Ever After the End Matter starts off strong with a series of snips titled "Exhibition Catalogue from the Grimm Forest Open Air Museum" and appropriately ends with a series of Appendix pieces. The chapbook offers an impressive variety of forms, notably in the above and in "Seven Reasons to Sew Shirts for Swans."
Winn also hits us with strong images and leads us down a path of precise word choice:
"See how centuries/ old houses crumble, / the futile words hurled / after the gone away, / the empty ever after" ("Exhibition Catalogue from the Grimm Forest Open Air Museum: Activity, page 10.")
"Even as the sky goes into pieces / they are glad for the fog / wear shawls and long sleeves to conceal their stories" ("Witch's Market Souvenir Snow Globe")
"The old woman once joked once with a baker about / going back to school for a degree in architecture, so she could / build gingerbread houses with open floor plans" ("Appendix Char")
This collection of potent poems will linger with you long after you close the book and put it back on the shelf.
Find the book here.
Follow Pork Belly Press on Facebook, Twitter, and Instagram.
Cover art by Alexandra Eldridge.
If you haven't heard of Pork Belly Press, then you might be illiterate. It's going to be O.K. I won't tell anyone. Just head on over to their Twitter Feed and click follow before anyone else notices. I wanted to review their chapbook, Wednesday's Child by Lisette Alonso because I like the song “Thursday's Child” by David Bowie. Needless to say, I wasn't familiar with the material beforehand, but I'm glad to have acquainted myself.

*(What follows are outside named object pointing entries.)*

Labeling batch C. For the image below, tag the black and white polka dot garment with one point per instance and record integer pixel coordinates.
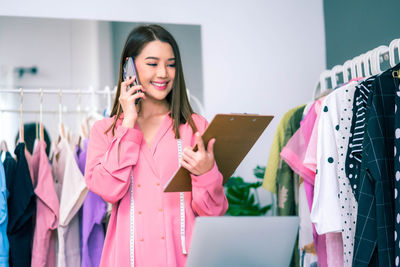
(397, 174)
(347, 199)
(336, 210)
(354, 151)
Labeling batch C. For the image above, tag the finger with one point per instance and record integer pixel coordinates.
(210, 147)
(186, 165)
(125, 83)
(189, 153)
(134, 89)
(199, 142)
(136, 96)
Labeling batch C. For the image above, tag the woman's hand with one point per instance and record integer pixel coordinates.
(127, 99)
(202, 160)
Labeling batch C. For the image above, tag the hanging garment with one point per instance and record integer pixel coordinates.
(397, 174)
(354, 151)
(21, 209)
(308, 252)
(94, 209)
(47, 210)
(157, 215)
(332, 192)
(310, 157)
(294, 151)
(293, 154)
(286, 180)
(374, 237)
(279, 177)
(71, 190)
(4, 244)
(28, 157)
(280, 139)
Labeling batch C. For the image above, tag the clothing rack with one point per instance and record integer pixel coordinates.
(364, 65)
(91, 91)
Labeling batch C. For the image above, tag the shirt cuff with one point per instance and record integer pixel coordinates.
(129, 134)
(213, 176)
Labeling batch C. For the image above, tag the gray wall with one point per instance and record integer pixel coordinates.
(354, 27)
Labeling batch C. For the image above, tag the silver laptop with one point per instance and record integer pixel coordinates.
(243, 241)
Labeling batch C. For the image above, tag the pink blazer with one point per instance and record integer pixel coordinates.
(157, 224)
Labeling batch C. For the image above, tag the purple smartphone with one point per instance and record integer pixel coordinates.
(129, 71)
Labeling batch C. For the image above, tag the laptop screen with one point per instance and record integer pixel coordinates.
(243, 241)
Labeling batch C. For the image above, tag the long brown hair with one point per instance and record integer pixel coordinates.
(181, 111)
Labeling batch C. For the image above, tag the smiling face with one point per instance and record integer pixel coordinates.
(155, 66)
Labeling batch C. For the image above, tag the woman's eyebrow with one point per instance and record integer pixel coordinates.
(156, 58)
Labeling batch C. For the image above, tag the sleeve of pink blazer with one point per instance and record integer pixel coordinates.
(207, 190)
(109, 161)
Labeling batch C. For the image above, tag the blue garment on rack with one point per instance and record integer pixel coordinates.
(4, 244)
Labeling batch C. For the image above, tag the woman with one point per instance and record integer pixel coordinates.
(134, 153)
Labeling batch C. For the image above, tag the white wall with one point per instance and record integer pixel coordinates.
(258, 56)
(69, 54)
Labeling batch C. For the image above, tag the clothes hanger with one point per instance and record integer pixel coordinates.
(365, 63)
(60, 111)
(393, 44)
(358, 63)
(41, 136)
(378, 57)
(108, 95)
(21, 123)
(334, 72)
(348, 65)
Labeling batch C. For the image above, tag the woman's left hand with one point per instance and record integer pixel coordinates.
(202, 160)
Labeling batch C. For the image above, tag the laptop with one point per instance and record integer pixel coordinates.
(243, 241)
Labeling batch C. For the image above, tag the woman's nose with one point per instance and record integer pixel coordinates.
(162, 72)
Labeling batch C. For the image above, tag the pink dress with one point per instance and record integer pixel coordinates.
(113, 160)
(47, 210)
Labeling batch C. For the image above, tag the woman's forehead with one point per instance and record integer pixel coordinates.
(157, 49)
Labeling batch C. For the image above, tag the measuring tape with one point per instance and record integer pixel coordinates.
(182, 204)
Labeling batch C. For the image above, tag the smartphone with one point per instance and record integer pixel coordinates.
(129, 71)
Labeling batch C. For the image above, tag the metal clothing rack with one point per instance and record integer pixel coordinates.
(364, 65)
(60, 92)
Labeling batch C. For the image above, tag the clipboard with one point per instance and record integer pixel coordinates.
(235, 135)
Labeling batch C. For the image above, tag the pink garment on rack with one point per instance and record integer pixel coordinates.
(334, 249)
(47, 210)
(294, 154)
(29, 159)
(294, 151)
(310, 157)
(111, 160)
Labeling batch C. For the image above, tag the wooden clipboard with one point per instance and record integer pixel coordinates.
(235, 135)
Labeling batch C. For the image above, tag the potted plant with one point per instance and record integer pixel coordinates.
(243, 197)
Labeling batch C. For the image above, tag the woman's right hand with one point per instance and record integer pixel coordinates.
(127, 99)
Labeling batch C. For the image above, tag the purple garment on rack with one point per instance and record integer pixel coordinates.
(93, 210)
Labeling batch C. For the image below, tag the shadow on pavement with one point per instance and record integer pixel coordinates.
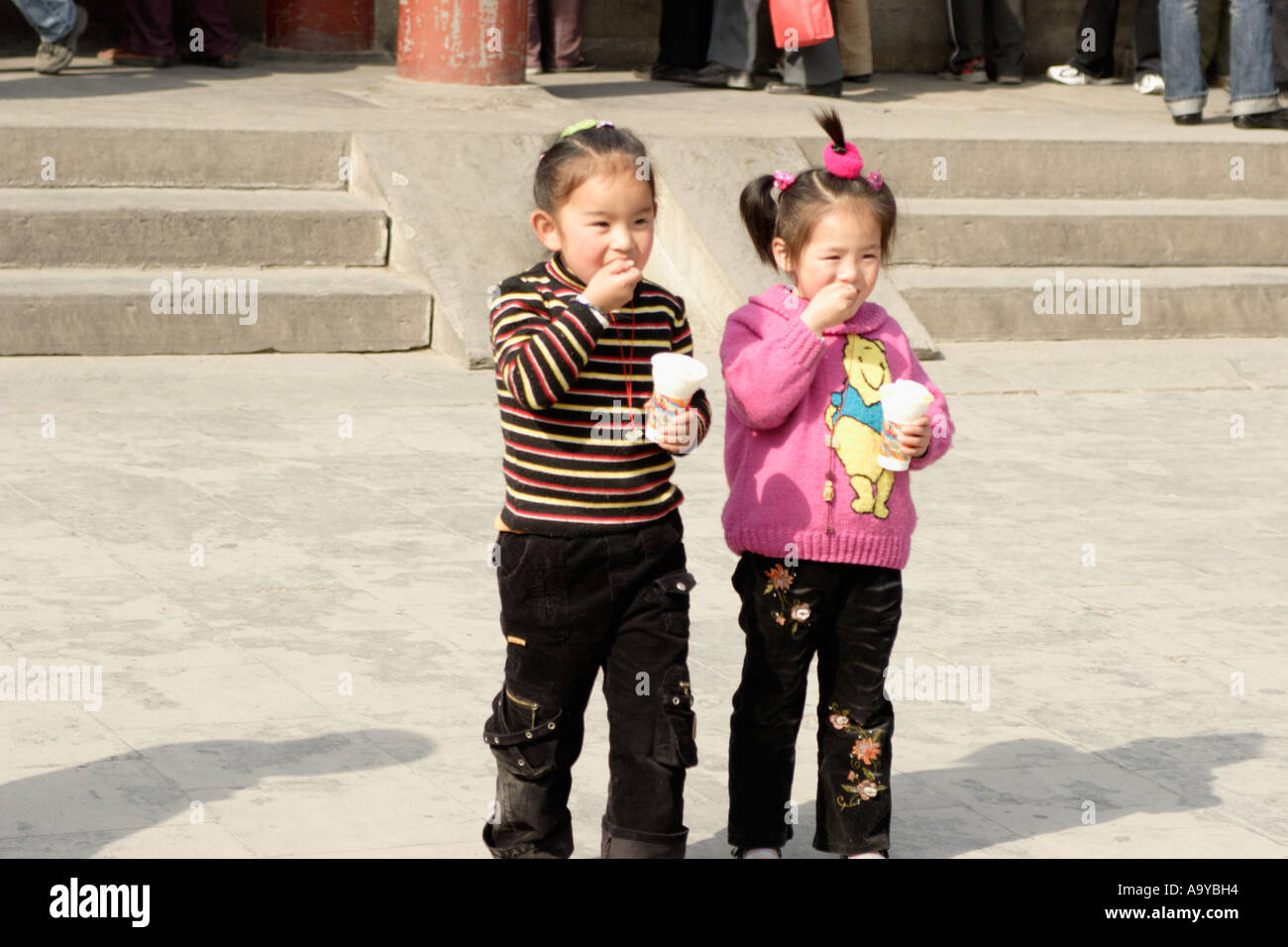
(1009, 793)
(98, 802)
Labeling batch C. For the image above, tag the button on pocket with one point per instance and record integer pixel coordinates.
(678, 725)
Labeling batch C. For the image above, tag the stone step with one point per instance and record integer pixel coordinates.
(189, 227)
(1029, 303)
(1093, 232)
(73, 157)
(124, 312)
(1250, 166)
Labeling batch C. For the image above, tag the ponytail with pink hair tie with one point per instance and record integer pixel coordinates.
(842, 165)
(849, 163)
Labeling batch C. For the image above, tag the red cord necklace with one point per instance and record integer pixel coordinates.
(632, 431)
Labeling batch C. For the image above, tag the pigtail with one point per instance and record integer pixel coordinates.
(760, 215)
(831, 123)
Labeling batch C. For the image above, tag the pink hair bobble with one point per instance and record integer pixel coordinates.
(848, 165)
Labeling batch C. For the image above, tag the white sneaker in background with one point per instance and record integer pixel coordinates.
(1149, 84)
(1068, 75)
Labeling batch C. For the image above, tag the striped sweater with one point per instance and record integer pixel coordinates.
(563, 372)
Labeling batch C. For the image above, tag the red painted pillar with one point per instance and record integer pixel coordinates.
(471, 42)
(321, 26)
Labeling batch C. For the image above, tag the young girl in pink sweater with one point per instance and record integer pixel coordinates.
(822, 528)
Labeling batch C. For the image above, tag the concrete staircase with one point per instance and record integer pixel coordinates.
(194, 241)
(1086, 240)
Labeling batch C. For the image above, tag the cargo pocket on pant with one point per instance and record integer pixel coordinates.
(523, 736)
(678, 727)
(673, 591)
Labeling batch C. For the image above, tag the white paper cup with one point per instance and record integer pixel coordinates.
(901, 402)
(675, 379)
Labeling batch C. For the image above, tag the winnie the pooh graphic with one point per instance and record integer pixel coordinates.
(854, 419)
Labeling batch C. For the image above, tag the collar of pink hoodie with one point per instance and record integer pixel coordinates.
(784, 302)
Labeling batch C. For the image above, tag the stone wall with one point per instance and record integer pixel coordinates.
(909, 35)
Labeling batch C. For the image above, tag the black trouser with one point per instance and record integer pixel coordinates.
(853, 616)
(742, 39)
(686, 33)
(966, 35)
(1095, 51)
(571, 607)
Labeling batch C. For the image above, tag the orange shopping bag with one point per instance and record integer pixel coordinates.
(800, 22)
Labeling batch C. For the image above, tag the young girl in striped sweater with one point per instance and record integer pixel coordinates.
(591, 570)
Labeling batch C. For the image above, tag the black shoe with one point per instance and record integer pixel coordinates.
(719, 76)
(832, 89)
(662, 72)
(584, 65)
(1276, 119)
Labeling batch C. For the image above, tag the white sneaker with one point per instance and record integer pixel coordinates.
(1068, 75)
(1149, 84)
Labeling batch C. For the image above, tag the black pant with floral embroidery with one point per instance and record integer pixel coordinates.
(570, 607)
(849, 615)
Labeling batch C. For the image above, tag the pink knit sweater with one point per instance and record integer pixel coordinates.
(781, 379)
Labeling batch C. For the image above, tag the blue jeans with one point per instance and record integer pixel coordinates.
(52, 20)
(1252, 81)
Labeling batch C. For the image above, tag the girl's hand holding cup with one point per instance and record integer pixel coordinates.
(681, 434)
(914, 437)
(613, 286)
(670, 423)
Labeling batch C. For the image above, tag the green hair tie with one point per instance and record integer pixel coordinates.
(583, 125)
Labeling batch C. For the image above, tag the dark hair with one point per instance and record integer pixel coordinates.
(571, 161)
(814, 192)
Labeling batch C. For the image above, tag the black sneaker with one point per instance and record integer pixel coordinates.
(832, 89)
(719, 76)
(1278, 119)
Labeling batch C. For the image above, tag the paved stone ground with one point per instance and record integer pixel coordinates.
(1100, 540)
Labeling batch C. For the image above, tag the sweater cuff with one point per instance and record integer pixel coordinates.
(803, 346)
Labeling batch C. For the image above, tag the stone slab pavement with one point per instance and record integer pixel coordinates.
(278, 562)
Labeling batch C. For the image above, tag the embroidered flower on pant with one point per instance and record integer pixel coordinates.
(862, 781)
(780, 581)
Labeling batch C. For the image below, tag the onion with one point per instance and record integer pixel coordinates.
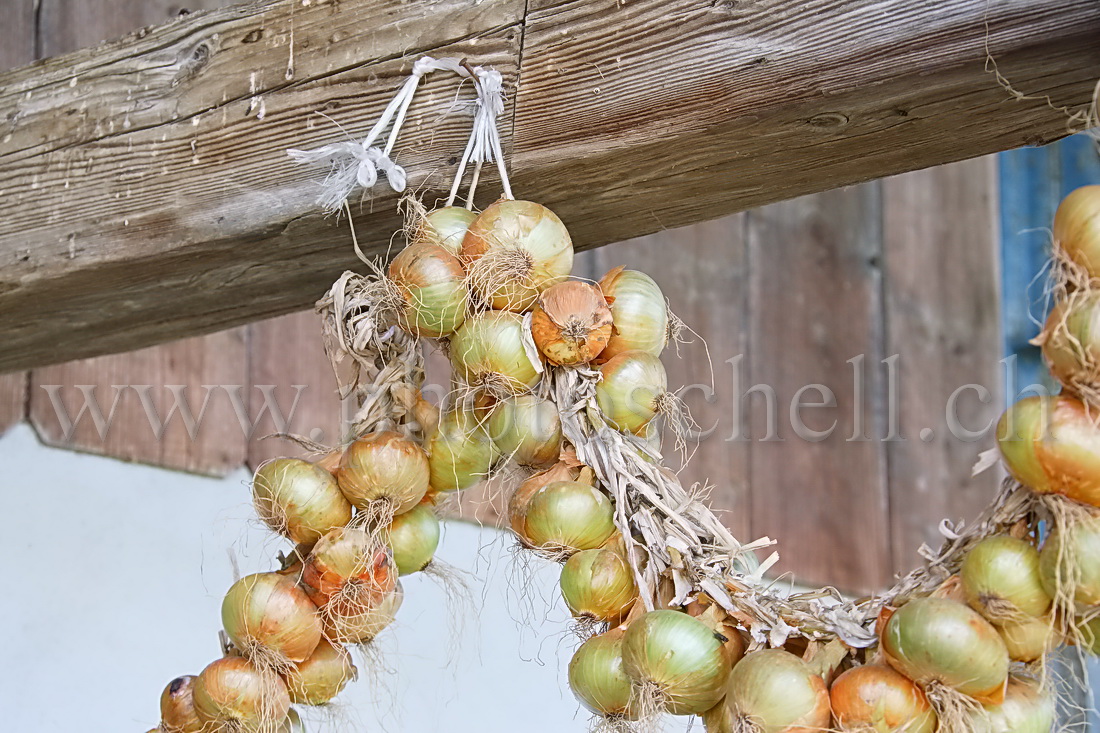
(597, 678)
(639, 312)
(271, 619)
(1029, 638)
(177, 707)
(514, 251)
(360, 624)
(431, 285)
(1053, 446)
(460, 452)
(298, 500)
(320, 678)
(569, 515)
(446, 227)
(1069, 562)
(678, 657)
(1000, 579)
(384, 472)
(1026, 709)
(1077, 228)
(877, 698)
(597, 584)
(488, 352)
(571, 323)
(349, 565)
(938, 639)
(631, 390)
(527, 430)
(232, 695)
(414, 537)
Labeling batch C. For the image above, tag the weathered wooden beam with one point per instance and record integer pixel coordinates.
(146, 194)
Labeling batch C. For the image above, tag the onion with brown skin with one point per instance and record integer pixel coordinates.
(571, 323)
(877, 698)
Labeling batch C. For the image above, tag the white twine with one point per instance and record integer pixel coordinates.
(353, 163)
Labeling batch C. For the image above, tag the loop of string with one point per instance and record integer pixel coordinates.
(356, 164)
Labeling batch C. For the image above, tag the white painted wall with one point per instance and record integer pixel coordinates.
(113, 584)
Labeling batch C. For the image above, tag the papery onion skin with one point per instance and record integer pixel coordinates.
(1077, 228)
(939, 639)
(878, 698)
(630, 389)
(232, 695)
(321, 677)
(597, 678)
(530, 239)
(414, 537)
(597, 584)
(680, 656)
(431, 284)
(460, 451)
(571, 324)
(298, 500)
(527, 430)
(1070, 558)
(268, 613)
(1000, 579)
(778, 692)
(446, 227)
(569, 515)
(177, 707)
(488, 351)
(384, 467)
(1052, 445)
(1026, 709)
(639, 312)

The chapbook is a collection of poems from the perspective of a girl named Sofia. They each center around a different aspect of her life that she is observing, from her own lineage to determining whether The Incredible Hulk is a hero or villain. Alonso has a talent for reminding us of just how filthy and confusing childhood can be. This isn't a rose-tinted look back to our formative years. Instead, it's like wearing glasses for the first time and seeing things much more clearly, recognizing details you hadn't seen before. The book is full of interesting descriptions and memorable lines like, “Brown lettuce like confetti caught in her/eyelashes, moldy bread for a pillow” from the opening, “Dumpster Baby.”
There are ten pieces in this chap, easy enough to read in half an hour and pick up more than once. I've always said that you shouldn't judge a game by the length of its campaign but how many times you can replay it. I think Wednesday's Child has a lot to come back for.